Tidak berhenti sampai disitu, Problem kita berdemokrasi dan berikutnya yang menjadi cacatan kita dalam berdemokrasi ialah persoalan sicalon pemimpin tersebut.
Karena
di alam demokrasi baik setan (koruptor) maupun malaikat (orang bersih)
mempunyai kesempatan yang sama untuk menjadi pemenang.
Tugas
kita selaku pemilih adalah bagaimana si setan tersebut jangan sampai
menjadi pemenang dalam setiap kontestasi pemilihan pemimpin baik tingkat
presiden, gubernur maupuan walikota atau bupati.

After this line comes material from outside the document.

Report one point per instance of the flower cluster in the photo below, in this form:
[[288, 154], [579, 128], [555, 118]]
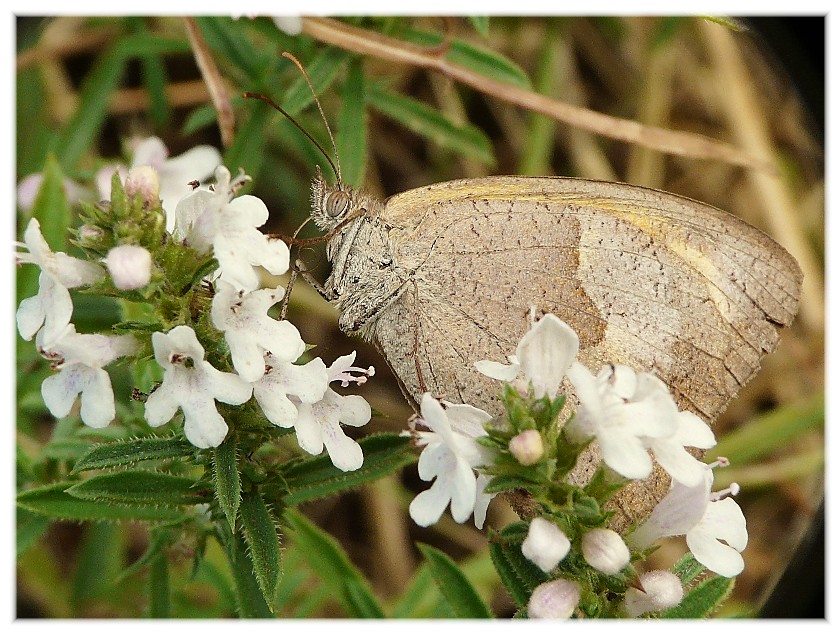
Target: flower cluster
[[634, 421], [163, 239]]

Problem diatas tentu hal yang lumrah atau masalah klasik yang ada dilingkungan sekitar kita dalam berdemokrasi.
Namun,
apakah semua ini tidak bisa kita rubah. Kekhawatiran saya berlanjut,
justru ada sebuah pertanyaan dalam hati kecil saya, “Apakah ini
merupakan identitas bangsa Indonesia berdemokrasi? atau apakah kita
masih premature untuk berdemokrasi?”.
(Re)Solusi :
Dapat
disimpulkan bahwa penyakit dalam setiap Pemilu atau Pilkada ada dua,
pertama ada di kita sebagai pemilih dan kedua pada si calon pemimpin.
Sederhana
bagi saya, jawaban yang sangat relevan dan memungkinkan untuk
meminimalisir bahkan menghilangkan praktek-praktek haram dalam
berdemokrasi ialah kuncinya ada pada pemilih terutama pemilih muda.
Mari
kita lihat trailer sejarah bangsa Indonesia dimana disetiap hela nafas
pergerakan pasti selalu ada pemuda sebagai penggerak dimanapun dan
dalam tragedi apapun selalu ada peran pemuda.
Tentu
kita masih hafal dengan tekad pemuda pada 1928 yang menyatakan bahwa
kita adalah satu kesatuan dari tanah air, bangsa, dan bahasa dan tragedi yang cukup mengguncangkan itu dipelopori oleh M.Yamin dkk (pemuda pada masa itu).
Indonesia
yang dulunya hanya sebuah bangsa imajinasi kemudian dapat diwujudkan
dengan adanya proklamasi pada 1945 yang dipelopori sang Proklamator
Soekarna-Hatta
dan
dibelakang mereka tak lepas juga ada peran sekelompok pemuda. Belum lagi banyak
beberapa peristiwa penting di bangsa ini seperti reformasi 1998 dan lain
sebagainya.
Konteks
hari ini pemuda tidak perlu lagi mengangkat senjata atau aksi/unjuk
rasa mengerakan massa kemudian berbenturan dengan aparat keamanan
sehingga mengakibatkan kerugian fisik maupun psikis.
Jadi
lah kita sebagai pemuda yang dibutuhkan sesuai dengan kebutuhan bangsa
sesuai dengan zamannya. Indonesia pada hari dihadapkan dengan pilkada
serentak yang dibutuhkan bangsa kita tentunya mengawal Pilkada dengan
cara menjadi pemilih yang cerdas dan mengkampanye kan cara memilih yang
cerdas kepada umat.
Hemat saya peran pemuda merupakan kewajiban atau fardu’ain
Untuk
mencerdas kan bangsa. Karena pemuda merupakan asset bangsa yang
berharga.Karena di tangan para pemuda lah bangsa ini diterus kan dan
ditentukan.
Untuk menjadi pemilih yang cerdas marikita gunakan cara-cara
ilmiah dalam menetukan calon pemimpin masa depan. Dimana cara ilmiah
itu kita dapatkan dari pengalaman, track record, kredibilitas calon
pemimpin bukan pada banyak tidak nya materi yang ia beri kepada kita. Betapa tidak terhormatnya kita sebagai pemilih hanya dihargai dengan beberapa materi yang sifatnya sementara dalam waktu yang sangat singkat.
Pemilih
cerdas haruslah visioner dalam menentukan pemimpin masa depan. Bagi
saya pemimpin yang cerdas bukan banyaknya Quote dari para pahlawan atau tokoh-tokoh dunia yang
ia ucapkan dalam berorasi tetapi pemimpin yang cerdas ialah dia yang mampu mengakomodir semua kepentingan golongan dan mampu menyelesaikan masalah
yang rumit dengan cara yang sederhana.
Oleh : MK. Ulumudin
Komisioner Panwascam Kronjo Kabupaten Tangerang.